New York's Investment in Stem Cell Program Continues to Generate New Medical Treatments and Innovative Research

Government Relations Committee”Public Relations Committee”

The Associated Medical Schools of New York (AMSNY) today released a 2012 report showing how New York’s stem cell program has enabled it to emerge as a leader in stem cell research, and strengthened the state’s economy through job creation.

“This report demonstrates the foresight of New York’s leaders in funding stem cell research. Not only are scientists across the state making progress towards understanding how to treat or prevent debilitating diseases, New York’s stem cell program generates jobs, attracts promising young women and men into medical and scientific careers, and enhances our state’s leadership in biomedical research,” said Dr. Lee Goldman, AMSNY’s chair, and executive vice president and dean of the Columbia University College of Physicians & Surgeons.

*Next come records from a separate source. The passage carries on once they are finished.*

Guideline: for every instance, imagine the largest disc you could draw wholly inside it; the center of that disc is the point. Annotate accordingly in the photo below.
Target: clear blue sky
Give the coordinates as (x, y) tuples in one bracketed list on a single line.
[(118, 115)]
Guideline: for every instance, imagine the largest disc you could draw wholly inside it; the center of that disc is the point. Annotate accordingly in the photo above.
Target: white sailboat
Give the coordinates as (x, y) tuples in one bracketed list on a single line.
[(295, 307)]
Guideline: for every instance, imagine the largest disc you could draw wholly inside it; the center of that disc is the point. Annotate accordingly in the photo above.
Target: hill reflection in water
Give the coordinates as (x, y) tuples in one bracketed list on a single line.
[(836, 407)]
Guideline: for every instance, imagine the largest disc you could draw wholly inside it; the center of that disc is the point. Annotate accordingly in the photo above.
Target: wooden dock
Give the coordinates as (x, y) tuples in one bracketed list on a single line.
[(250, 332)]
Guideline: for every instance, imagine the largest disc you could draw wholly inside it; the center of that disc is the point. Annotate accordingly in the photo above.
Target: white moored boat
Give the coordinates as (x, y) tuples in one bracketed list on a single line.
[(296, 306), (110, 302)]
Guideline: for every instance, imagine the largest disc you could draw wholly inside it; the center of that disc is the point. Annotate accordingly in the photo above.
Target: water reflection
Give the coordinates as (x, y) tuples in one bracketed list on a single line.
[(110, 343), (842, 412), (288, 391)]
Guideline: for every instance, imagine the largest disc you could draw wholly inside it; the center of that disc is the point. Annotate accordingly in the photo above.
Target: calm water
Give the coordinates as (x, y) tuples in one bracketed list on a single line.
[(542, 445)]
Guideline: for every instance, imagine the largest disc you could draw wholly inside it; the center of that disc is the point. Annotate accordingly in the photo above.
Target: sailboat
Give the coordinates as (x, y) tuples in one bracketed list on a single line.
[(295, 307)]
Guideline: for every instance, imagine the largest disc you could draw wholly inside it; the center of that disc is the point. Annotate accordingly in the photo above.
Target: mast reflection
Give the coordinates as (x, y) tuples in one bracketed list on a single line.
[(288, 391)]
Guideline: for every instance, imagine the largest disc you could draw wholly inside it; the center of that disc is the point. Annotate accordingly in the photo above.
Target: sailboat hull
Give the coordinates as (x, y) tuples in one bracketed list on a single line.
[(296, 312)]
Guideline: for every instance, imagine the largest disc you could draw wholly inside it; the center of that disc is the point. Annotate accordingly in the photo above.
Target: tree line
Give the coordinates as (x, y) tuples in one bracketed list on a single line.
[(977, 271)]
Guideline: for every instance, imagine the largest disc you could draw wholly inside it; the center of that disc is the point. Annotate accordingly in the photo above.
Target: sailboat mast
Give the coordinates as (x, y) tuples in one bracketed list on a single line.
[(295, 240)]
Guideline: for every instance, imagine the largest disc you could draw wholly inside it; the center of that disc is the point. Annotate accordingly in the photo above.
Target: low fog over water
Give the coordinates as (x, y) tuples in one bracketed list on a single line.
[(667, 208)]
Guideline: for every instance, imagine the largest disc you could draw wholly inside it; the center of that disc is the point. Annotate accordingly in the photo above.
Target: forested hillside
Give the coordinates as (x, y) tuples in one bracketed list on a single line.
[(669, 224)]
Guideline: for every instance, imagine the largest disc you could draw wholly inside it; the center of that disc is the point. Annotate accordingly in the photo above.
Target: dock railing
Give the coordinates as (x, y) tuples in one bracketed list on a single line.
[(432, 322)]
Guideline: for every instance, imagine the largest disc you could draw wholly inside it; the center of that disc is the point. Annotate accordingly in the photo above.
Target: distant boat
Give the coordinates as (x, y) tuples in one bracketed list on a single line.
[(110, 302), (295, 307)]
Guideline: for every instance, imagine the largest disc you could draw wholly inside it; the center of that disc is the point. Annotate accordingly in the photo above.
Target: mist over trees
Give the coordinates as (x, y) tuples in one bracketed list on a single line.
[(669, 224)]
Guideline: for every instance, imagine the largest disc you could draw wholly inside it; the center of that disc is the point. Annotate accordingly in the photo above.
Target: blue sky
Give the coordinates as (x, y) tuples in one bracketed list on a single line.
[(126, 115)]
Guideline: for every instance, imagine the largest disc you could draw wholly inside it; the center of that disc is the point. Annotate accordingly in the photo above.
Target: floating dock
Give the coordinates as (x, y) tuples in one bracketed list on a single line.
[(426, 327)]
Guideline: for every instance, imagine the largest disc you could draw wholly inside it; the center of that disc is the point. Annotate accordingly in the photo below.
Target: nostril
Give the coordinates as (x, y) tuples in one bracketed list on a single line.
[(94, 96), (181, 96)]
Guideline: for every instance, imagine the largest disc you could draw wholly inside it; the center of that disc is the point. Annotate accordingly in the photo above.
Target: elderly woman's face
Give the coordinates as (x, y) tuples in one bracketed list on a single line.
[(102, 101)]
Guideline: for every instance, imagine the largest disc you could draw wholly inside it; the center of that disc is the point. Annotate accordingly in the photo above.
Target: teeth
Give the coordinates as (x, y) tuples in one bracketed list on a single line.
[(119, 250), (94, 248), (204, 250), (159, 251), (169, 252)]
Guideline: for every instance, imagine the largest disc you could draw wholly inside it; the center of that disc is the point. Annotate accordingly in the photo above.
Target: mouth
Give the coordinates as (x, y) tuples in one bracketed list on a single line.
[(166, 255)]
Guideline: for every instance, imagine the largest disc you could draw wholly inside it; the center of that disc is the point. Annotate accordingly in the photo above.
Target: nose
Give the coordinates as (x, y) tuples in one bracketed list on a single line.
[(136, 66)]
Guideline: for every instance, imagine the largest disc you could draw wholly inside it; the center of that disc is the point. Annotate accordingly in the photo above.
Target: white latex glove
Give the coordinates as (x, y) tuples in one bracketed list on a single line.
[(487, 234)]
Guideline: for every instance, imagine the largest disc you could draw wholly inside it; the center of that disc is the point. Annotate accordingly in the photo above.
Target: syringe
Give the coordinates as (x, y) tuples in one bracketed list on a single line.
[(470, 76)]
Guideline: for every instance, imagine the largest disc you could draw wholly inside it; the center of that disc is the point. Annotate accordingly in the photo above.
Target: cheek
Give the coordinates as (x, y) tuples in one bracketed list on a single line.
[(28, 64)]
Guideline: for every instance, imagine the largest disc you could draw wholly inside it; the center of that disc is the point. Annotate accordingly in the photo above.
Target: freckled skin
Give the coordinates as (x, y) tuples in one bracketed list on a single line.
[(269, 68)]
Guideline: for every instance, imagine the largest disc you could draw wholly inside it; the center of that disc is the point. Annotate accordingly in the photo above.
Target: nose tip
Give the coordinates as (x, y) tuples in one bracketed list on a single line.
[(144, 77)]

In 2007, New York State allocated $600 million over 11 years to the Empire State Stem Cell Program (NYSTEM), making it the second largest publically-financed stem cell program in the country. To date, New York has awarded nearly $223 million of the $600 million to support stem cell research for the purpose of exploring innovative cures and treatment to life threatening and chronic illnesses, such as Alzheimer’s, and Arterial Lateral Sclerosis (ALS).

In addition to supporting ground-breaking stem cell research projects, the state’s investment has been a tool for economic development by creating or maintaining more than 400 jobs at AMSNY institutions since the program’s inception, and is attracting world-renowned researchers and scientists to New York.

Dr. Ronald G. Crystal, chairman and professor of Genetic Medicine, Weill Cornell Medical College, said, “Stem cell research holds the promise of tomorrow’s medical breakthroughs to improve human health. Continuing to advance stem cell research in New York is vital since we are one of the strongest and largest centers of stem cell science in the world and home to some of the most talented medical researchers. Funding for stem cell research in New York is critical and any reduction in support will slow our progress toward securing the important discoveries and cures for the devastating diseases that affect New Yorkers.”

Dr. Allen M. Spiegel, dean of Albert Einstein College of Medicine said, “The Albert Einstein College of Medicine has made a major commitment to the stem cell research field because it offers tremendous potential for understanding the causes of and developing better treatments for diseases like cancer, type 1 diabetes, and Parkinson’s. The NYSTEM program has been critical in helping Einstein support innovative and technically advanced work in this vital field.”

Dennis S. Charney, MD, Anne and Joel Ehrenkranz Dean, Mount Sinai School of Medicine, and executive vice president for Academic Affairs at the Mount Sinai Medical Center said, “Stem cell research has the potential to transform the way medicine is practiced and it is an area that has been one of Mount Sinai’s top priorities. Our researchers at the Black Family Stem Cell Institute, with funding from The Empire State Stem Cell Program, were the first to develop abnormal heart cells from human stem cells, allowing them to study potential treatments for cardiomyopathy. Maintaining funding for stem cell research is essential to the continued success of our research programs which, in addition to studying heart disease, include researching potential treatments for schizophrenia, autism, Alzheimer’s disease and diabetes.”

Ruth Lehmann, PhD, Director of the Kimmel Center for Stem Cell Biology and the Skirball Institute of Biomolecular Medicine at NYU School of Medicine, part of the NYU Langone Medical Center, said, “In the current political and economic climate, where the government’s funding choices are being scrutinized, it is important to realize the impact of continuing to support early stage research and development, particularly in stem cell biology. The majority of scientific and medical discoveries originate in early stage laboratory research. By focusing its support on early stage research, NYSTEM has attracted new researchers to the field of stem cell biology who are bringing creative ideas and new approaches to this important field. At NYU Langone, this support has contributed to understanding the underlying causes of leukemia and to developing new approaches for cancer stem cell therapies. Without this funding, academic medical centers cannot thrive, and our leadership as innovators in health and science is threatened.”

According to the report, New York’s funding commitment is critical to the state’s stem cell research and patient communities given its unique nature. NYSTEM funds early stage projects that have not been able to access other funding sources such as those granted by the National Institutes of Health (NIH). NYSTEM also is distinct among other research grants in that it provides funding for capital projects and equipment, allowing institutions to develop or expand their stem cell research infrastructure.

“NYSTEM has made it possible for cutting-edge stem cell research to thrive in New York,” said Jo Wiederhorn, AMSNY’s president and CEO. “Across the state, medical schools and research institutions have been renovating laboratories and building state-of-the-art stem cell centers – spurring economic development and fostering medical innovation. None of this would have been possible without NYSTEM.”

The program also has stimulated state research institutions to make their own investments in stem cell research, which in turn has improved their ability to win additional NIH grants and attract private sector and philanthropic funding.